My, but technology can do some interesting things. The license plate flipped over to reveal a different number, but that was too simple a trick to even discuss. Angelina flicked on the windshield wipers as a fine spray of catalytic fluid sprang out of jets on the front of the car. Wherever it touched the blue paint turned a bright red. Except for the top of the car which became transparent so that in a few moments we were sitting in a bubble top surveying the world around. A good deal of what appeared to be chrome plated metal dissolved and washed away altering the appearance and even the make of the car. As soon as this process was complete Angelina sedately turned a corner and started back in the direction from whence we had come. Her orange wig was locked away with my disguise and I held the wheel while she put on an immense pair of goggly sunglasses.

“Where to next?” she asked as a huddle of shrieking police cars tore by in the opposite direction.

“I was thinking of the shore. Wind, sun, sand, that sort of thing. Healthy and bracing.”

“A little too bracing if you don’t mind my saying so.” She patted the rounded bulge of her midriff with a more than satisfied smile. “It’s six months now, going on seven, so I’m not feeling that athletic. Which reminds me…” She flashed me a quick scowl, then turned her attention back to the road. “You promised to make an honest woman out of me so that we could call this a honeymoon.”

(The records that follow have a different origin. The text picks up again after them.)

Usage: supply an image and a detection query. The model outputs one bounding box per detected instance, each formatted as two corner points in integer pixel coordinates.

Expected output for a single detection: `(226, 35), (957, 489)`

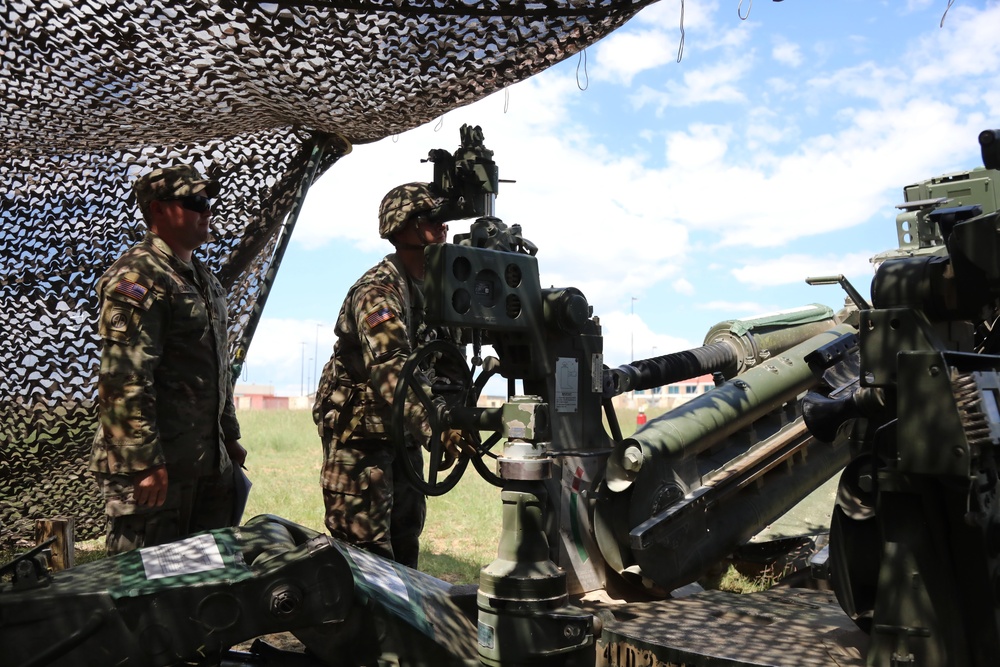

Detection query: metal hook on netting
(938, 0), (955, 28)
(576, 49), (590, 90)
(677, 0), (684, 62)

“My love,” I said, and clasped her hand in all sincerity. “At the first possible moment. I don’t want to make an honest woman out of you—that would be physically impossible since you are basically as larcenous minded as I am—but I will certainly many you and slip an expensive—”

“Stolen!”

“—ring on this delicate little finger. I do promise. But the second we try to register a marriage we’ll be fed into the computer and the game will be up. Our little holiday at an end.”

“And you’ll be hooked for life. I think I better grab you now before I get too round to run and catch you. We’ll go to your beach resort and enjoy one last day of mad freedom. And tomorrow, right after breakfast, we are getting married. Do you promise?”

“There is just one question…”

“Promise, Slippery Jim, I know you!”

“You have my word except…”

She braked the car to a skidding stop and I found myself looking down the barrel of my own .75 recoilless. It looked very big. Her knuckle was white on the trigger.

“Promise you quick-witted slippery tricky crooked lying con man or I’ll blow your brains out.”